African, Asian and Latin American countries have supported Sudan’s request to end the mandate of the independent expert, while European countries highlighted continued human rights challenges in the Sudan.

The United Kingdom supported the recommendations of the independent experts and called for their implementation as an immediate priority.

While Denmark called on Sudan to ratify the Convention against Torture, France said it was concerned that violations of the rights of women and children continue. The Netherlands and Australia denounced the continuing restrictions on freedom of expression and assembly.

For its part, Germany called for the speedy implementation of the recommendations, especially those calling for the abolition of the constitutional amendments of 2015, which gave the National Intelligence and Security Services the right to arrest and detain.

The United Nations independent expert on the situation of human rights in Sudan, Aristide Nononsi, affirmed on Wednesday in September that the government supports his recommendation to establish the Office of the High Commissioner for Human Rights in Khartoum.

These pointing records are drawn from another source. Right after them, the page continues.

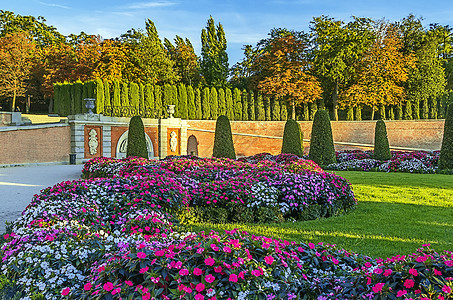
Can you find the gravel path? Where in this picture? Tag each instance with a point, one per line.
(19, 184)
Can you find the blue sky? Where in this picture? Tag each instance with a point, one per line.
(244, 21)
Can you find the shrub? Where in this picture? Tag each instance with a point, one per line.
(381, 142)
(322, 150)
(292, 139)
(136, 142)
(446, 152)
(223, 140)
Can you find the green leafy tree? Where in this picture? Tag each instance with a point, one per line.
(237, 104)
(206, 104)
(381, 142)
(182, 95)
(223, 139)
(446, 151)
(214, 101)
(322, 150)
(292, 138)
(191, 108)
(136, 141)
(214, 58)
(198, 105)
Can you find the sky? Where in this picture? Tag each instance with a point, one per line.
(244, 21)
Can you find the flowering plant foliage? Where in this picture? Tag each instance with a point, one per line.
(411, 162)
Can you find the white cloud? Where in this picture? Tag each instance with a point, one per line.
(151, 4)
(54, 5)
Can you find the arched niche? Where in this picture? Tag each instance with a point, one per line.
(121, 147)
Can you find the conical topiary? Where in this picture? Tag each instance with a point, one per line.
(292, 138)
(446, 151)
(381, 142)
(223, 140)
(136, 142)
(322, 150)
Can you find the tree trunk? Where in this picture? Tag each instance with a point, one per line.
(335, 102)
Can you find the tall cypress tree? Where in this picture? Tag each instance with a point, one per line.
(214, 58)
(149, 98)
(182, 95)
(245, 106)
(276, 110)
(125, 95)
(191, 108)
(229, 106)
(158, 105)
(222, 102)
(237, 102)
(206, 105)
(198, 105)
(134, 95)
(322, 150)
(251, 106)
(214, 103)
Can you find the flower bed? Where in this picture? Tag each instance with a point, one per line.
(106, 238)
(411, 162)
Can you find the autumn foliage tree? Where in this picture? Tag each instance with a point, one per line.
(381, 72)
(16, 61)
(288, 75)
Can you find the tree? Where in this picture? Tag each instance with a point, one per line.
(223, 139)
(381, 142)
(382, 71)
(446, 151)
(136, 141)
(214, 58)
(322, 150)
(16, 61)
(185, 60)
(288, 72)
(292, 139)
(337, 48)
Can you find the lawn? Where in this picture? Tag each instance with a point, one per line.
(396, 214)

Nononsi told the Human Rights Council that he held a meeting on Tuesday with Sudanese government officials at the Sudanese embassy in Geneva to discuss the human rights situation in Sudan and the recommendations he made to the Council.

He said: the meeting highlighted the need to establish an appropriate legal and institutional framework including the reform of security services and democratic reforms, “which is the key step needed to be taken by the government”. “That should take place in collaboration with the international community,” he added

It is expected that a final resolution of the Council will be issued on the status of human rights in the Sudan during the few coming days.

For their part, Sudanese officials have affirmed their full support to the recommendation of the independent expert with regard to the establishment of an Office for the High Commissioner of Human Rights in Khartoum. According to Nononsi, the Sudanese Government has agreed to the deployment of a technical mission to discuss technical cooperation with the Government and the civil society.

The mission was expected to begin its work in the first week of the current month of November, and will inform us on the urgent and important requirements for the improvement of the status of human rights in the country.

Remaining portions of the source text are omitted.